Where ikinga Rules the Road: Photographs of Burundi’s Vibrant Bike Culture

Where ikinga Rules the Road: Photographs of Burundi’s Vibrant Bike Culture

Near the end of 2013, photographer Stephan Würth was on assignment shooting portraits of people in a hospice in Bujumbura, the capital of Burundi, and allowed himself a couple extra days to drive outside of town. It was his first time in the East African country, and he wasn’t sure what he was looking for. Almost instantly Würth was struck by not only the ubiquity of ikinga, the subject of his new photo book from Damiani, in particular the inventive and uncommon ways that bicycles were adapted in the near absence of cars and trucks.

Everywhere, Uwunguruza abantu n’ikinga (“bike taxi-men”) ferried passengers on the backs of their bikes—women in traditional dress riding sidesaddle, men in Western suits, a woman with a baby strapped to her back. Bikes were also heaped with coffee beans and laden with containers of cooking oil, stacked with bananas, sugar cane, works of art, and even and rather unbelievably, bricks. Necessity breeds creativity here; the average annual income in Burundi is less than $300.

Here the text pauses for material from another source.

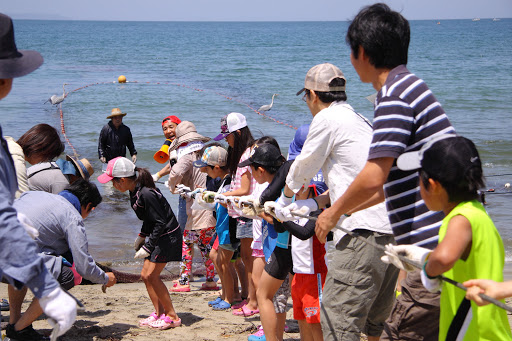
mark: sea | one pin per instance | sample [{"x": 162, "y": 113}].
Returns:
[{"x": 201, "y": 71}]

In this land that was so otherworldly to me, it was captivating to see how the ikinga was used so universally—all ages, jobs,” Würth said recently by email, en route from photographing another project in Thailand. “So I decided to just take pictures of every bicycle I saw during those two days.” What he captured is a kind of cinema vérité of the vibrant motion of Burundian life on the road. Riffing on Walker Evans’s stealth method of subway photography (Evans famously concealed a small camera in his coat), Würth abandoned his Leica and ended up using his wife’s phone to make the pictures. “I noticed that almost no one saw me take snaps with the iPhone,” he says. “And I loved the images because I was able to capture something more natural and real.”

Growing up outside Munich, Würth had thought of bikes as representing freedom; in Burundi, they have functioned as a literal means of independence. As Joseph Akel reminds in the book’s foreword, the country has a long history of deep unrest. Survivors of civil war in the country depended on ikinga for their lives, taking them into forests to avoid roadblocks set up by opposition forces: “Hitching rides under cover of night, bicycle-taxis were the fastest and most inconspicuous means to escape from certain death.”

Würth’s pictures don’t examine the political strife in the country, but rather the movement of day-to-day life. A sense of liberation and joy was apparent in the ikinga culture he encountered, and it’s plainly evident in these images. “I just really appreciated how universally used and loved the ikinga are. In a place where there is so little, these bicycles are treasures that are taken care of meticulously,” he says. On the cover of the book, a bike is sweetly draped in a colorful, hand-knitted scarf. “What struck me most about the people was that they seem happy, or at least content. In the Western world, especially in the U.S., I notice people with depressed faces. Here I saw no one just lying around—everyone seemed to have a purpose in Burundi.”